In an embodiment, the system 100 can further include an automatic capsule loading cum orientation mechanism. The capsules using an inclined chute can be loaded randomly in a hopper of the capsule loading cum orientation mechanism. The capsules can then come out of the hopper onto a capsule orientation plate due to vibratory motions created by electromagnetic-based vibrators (any other means to create vibrations can be used in the mechanism). Accordingly, the capsules can get oriented such that the cap of the capsule always remains at the top. Further, the vacuum generator 156 can separate the capsule caps from the capsule bodies. The capsule loading cum orientation mechanism can be configured to sort loose caps, loose capsule bodies, and capsules with double caps in a separate bin. The capsule loading cum orientation can include a magazine in which oriented capsules can fall vertically from the capsule orientation plate that has upper and lower capsule gates to release and load one capsule at a time in the cap holder

In an embodiment, the system 100 can include a gripping mechanism 120 (also referred to as gripper 120, herein) configured to securely hold the tray 114. The gripping mechanism 120 can be configured on a movable conveyor platform 112 extending between the containers 106 and/or between the one or more stations associated with the system 100. Further, a linear actuator 118 can be attached or integrated with the tray 114 for upward and downward motion of the tray 114 for placing the tray 114 on a weight measuring device 110 without gripping forces. The measuring device 110 can be further mounted on a mounting structure 116. Furthermore, a rotary actuator 122 can be attached or integrated with the tray 114 for rotational motion of the tray 114 for placing the tray 114 under the containers 106 and/or on the measuring device 110. In an exemplary embodiment of the present invention, a robotic system can also be used for such movements/applications. In an implementation, the linear actuator 1118 and/or the rotary actuator 122 can move the tray 114 away from the measuring device 100 and further place the tray 114 over the measuring device 100 to facilitate the measurement of the quantity of the filler material being filled in each of the capsule bodies at different containers 106.

In an embodiment, the controller or control system 150 can be configured to receive, from the HMI device 152 or the mobile device 154, data pertaining to a composition to be filled in the capsules.
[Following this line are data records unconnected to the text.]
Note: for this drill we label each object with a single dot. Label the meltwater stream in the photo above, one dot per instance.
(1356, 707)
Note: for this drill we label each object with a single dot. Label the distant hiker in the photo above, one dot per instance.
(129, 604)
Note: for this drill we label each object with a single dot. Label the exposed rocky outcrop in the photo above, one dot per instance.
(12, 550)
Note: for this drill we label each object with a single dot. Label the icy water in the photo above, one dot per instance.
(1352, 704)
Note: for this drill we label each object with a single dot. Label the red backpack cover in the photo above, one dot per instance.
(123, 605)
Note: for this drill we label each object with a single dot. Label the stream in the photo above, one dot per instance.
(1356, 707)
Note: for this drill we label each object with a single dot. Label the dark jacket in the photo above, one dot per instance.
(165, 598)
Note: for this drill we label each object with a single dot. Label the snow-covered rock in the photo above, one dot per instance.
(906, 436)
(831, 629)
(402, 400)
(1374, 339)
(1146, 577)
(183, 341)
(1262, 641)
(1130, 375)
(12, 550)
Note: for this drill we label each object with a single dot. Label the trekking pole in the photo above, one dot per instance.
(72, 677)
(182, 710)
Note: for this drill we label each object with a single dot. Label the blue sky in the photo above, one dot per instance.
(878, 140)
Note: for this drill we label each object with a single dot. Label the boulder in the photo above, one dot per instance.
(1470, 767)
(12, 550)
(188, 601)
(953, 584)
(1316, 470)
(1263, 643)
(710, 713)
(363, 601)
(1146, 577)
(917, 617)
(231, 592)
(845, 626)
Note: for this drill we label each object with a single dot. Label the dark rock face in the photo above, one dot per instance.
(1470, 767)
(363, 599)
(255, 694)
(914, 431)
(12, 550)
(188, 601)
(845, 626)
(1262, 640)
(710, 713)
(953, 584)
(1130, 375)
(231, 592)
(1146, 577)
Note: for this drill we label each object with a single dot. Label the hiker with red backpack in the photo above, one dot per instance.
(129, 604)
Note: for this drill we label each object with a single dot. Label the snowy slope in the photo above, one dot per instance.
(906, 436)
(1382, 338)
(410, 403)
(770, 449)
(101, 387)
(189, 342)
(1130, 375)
In an example embodiment, the composition can include predefined quantities of at least one of the filler materials among the different filler materials based on a doctor’s or nutritionist’s prescription or as per user’s requirement
The controller 150 can be further configured to identify, based on the composition or prescription, the filler materials required and the corresponding predefined quantities to be filled in the capsule bodies. The controller 150 can correspondingly actuate the conveyor platform 112 and the gripper 120, along with the linear and rotary actuators 118, 122 to consecutively move the tray 114 between and below the outlet of the dosing assembly 108 associated with the different containers 106 storing the identified filler materials. Further, the controller 150 can actuate the dosing assembly 108 of the corresponding containers 106, under which the tray 114 is positioned, to dispense the predefined quantities of the identified filler material into the capsule bodies.
Once all the doses of the filler materials are collected and weighed, the gripper 120 can hold the capsule bush (containing capsule body filled with filler materials) and move the tray 114 to the capsule closing station 102. The controller 150 can actuate the conveyor platform 112 and gripper 120, along with the linear and rotary actuators 118, 122 (if required) to move the tray (carrying capsule bush) 114 to the capsule closing station 102. At the capsule closing station 102, the system 100 can enable securing of a capsule cap on each of the filled capsule bodies and further transfer the capsules for packaging.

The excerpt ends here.